CSE310 – Project #3 (Solution)

Description

In recent years there has been a great deal of interest in “small-world” graphs [5]. These types of graphs are characterized by a high degree of local clustering and a small number of long-range connections, making them very efficient at transferring information. This “small-world” architecture underlies the well-known “six degrees of separation” phenomenon, in which it is believed that a connection can be found between any two people on the planet requiring no more than six intermediate links.
In this project, we represent climatological data as a graph and compute some characteristics of it to determine if it is a small-world graph.
Note: This project is to be completed individually. Your implementation must use C/C++ and ultimately your code must run on the Linux machine general.asu.edu.
You must use a version control system as you develop your solution to this project, e.g., GitHub or similar. Your code repository must be private to prevent anyone from plagiarizing your work.
The rest of this project description is organized as follows. §1 describes the sea ice data set and how to represent it as a graph. §2 describes the types of analyses to be performed on such graphs. §3 describes the submission requirements for the milestone and the full project deadlines.
1 Arctic Sea Ice
Sea ice covers most of the Arctic Ocean and plays a significant role in the global water cycle and the global energy balance. It is also considered to be a sensitive indicator of climate change. Thus, any changes in the Earth’s climate are likely to first be seen in areas such as the high Arctic.
Because of its importance as a proxy indicator of climate change, a great deal of research is conducted on Arctic sea ice. Data acquired by meteorological satellites provides one of the most effective ways to study large-scale changes in sea ice conditions in the Arctic.
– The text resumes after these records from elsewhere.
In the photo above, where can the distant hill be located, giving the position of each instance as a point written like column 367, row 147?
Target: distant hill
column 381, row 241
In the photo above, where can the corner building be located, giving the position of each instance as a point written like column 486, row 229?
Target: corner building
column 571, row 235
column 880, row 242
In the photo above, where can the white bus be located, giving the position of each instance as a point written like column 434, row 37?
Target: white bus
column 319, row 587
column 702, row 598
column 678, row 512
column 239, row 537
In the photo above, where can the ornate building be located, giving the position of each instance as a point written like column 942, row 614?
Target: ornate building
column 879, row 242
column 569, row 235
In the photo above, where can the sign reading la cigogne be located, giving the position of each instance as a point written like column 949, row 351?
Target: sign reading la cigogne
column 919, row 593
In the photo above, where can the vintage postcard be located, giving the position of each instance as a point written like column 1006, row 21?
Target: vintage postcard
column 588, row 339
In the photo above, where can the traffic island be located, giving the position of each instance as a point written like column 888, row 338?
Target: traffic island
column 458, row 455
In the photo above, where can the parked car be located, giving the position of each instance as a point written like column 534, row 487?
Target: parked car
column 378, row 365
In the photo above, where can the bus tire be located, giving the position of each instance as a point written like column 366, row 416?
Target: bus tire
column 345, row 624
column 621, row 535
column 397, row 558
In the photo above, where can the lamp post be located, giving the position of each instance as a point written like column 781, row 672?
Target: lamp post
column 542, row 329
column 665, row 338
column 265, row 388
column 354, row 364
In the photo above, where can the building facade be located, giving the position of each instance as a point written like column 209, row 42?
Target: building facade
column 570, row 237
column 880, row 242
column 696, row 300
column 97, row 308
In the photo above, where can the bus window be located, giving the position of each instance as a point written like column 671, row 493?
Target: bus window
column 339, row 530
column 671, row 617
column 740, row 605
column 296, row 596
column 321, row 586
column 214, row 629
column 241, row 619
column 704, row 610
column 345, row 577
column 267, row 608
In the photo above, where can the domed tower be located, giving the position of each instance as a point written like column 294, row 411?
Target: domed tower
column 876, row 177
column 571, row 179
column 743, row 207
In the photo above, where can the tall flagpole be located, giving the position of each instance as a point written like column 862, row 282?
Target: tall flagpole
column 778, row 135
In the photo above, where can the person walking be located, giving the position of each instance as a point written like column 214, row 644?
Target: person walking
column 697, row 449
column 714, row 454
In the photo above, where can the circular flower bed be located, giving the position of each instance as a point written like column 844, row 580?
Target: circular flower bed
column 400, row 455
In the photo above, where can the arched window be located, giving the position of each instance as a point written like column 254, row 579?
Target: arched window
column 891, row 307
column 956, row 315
The longest continuous satellite record of sea ice comes from the Nimbus-7 Scanning Multi-channel Microwave Radiometer (SMMR) and Defense Meteorological Satellite Program Special Sensor Microwave/Imager (DMSP SSM/I) series of meteorological satellites. Data acquisition started in late 1978, with the first full year of data in 1979, and is ongoing. This data is maintained for the Arctic and Antarctic by the National Snow & Ice Data Center (NSIDC).
1.1 Sea Ice Concentration Anomaly Data Set
The sea ice concentration (SIC) anomaly data set that we will use consists of 27 years (1979–2005) of weekly SIC anomaly data derived from the SMMR-SSM/I passive microwave data set. An anomaly data set is when the long-term average is subtracted from the data, to remove seasonal trends, making the data more amenable to statistical analysis.
The data for each week is for a 304×448 floating point array representing the northern hemisphere. The data value at each cell (x,y) in the array represents the percentage of deviation in ice concentration from the 27-year average for a given week. For example looking at the values of the array for week 30 of 1990, at cell (100,200), the value is -4.5. This means that at cell (100,200) for week 30 of 1990, the sea ice concentration was 4.5% lower than the 27-year average value for week 30 for that cell.
Since there are 52 weeks per year and 27 years of data, there are 52 × 27 = 1,404 sea ice concentration readings for each position (x,y) over the years. Therefore, for each of the 304 × 448 = 136,192 positions there is a time series [x,y,t], 1 ≤ t ≤ 1,404, of SIC data with 1,404 values, starting at week 1 of 1979.
The data set is given as 1,404 files each containing a 304 × 448 32-bit floating point array (little-endian byte order). The format of the filenames is: diffwNNyYYYY+landmask, where wNN denotes week NN and yYYYY denotes the year. For example, diffw31y1983+landmask is the file for week 31 of 1983. The “+landmask” part of the name indicates that a landmask was applied to the data.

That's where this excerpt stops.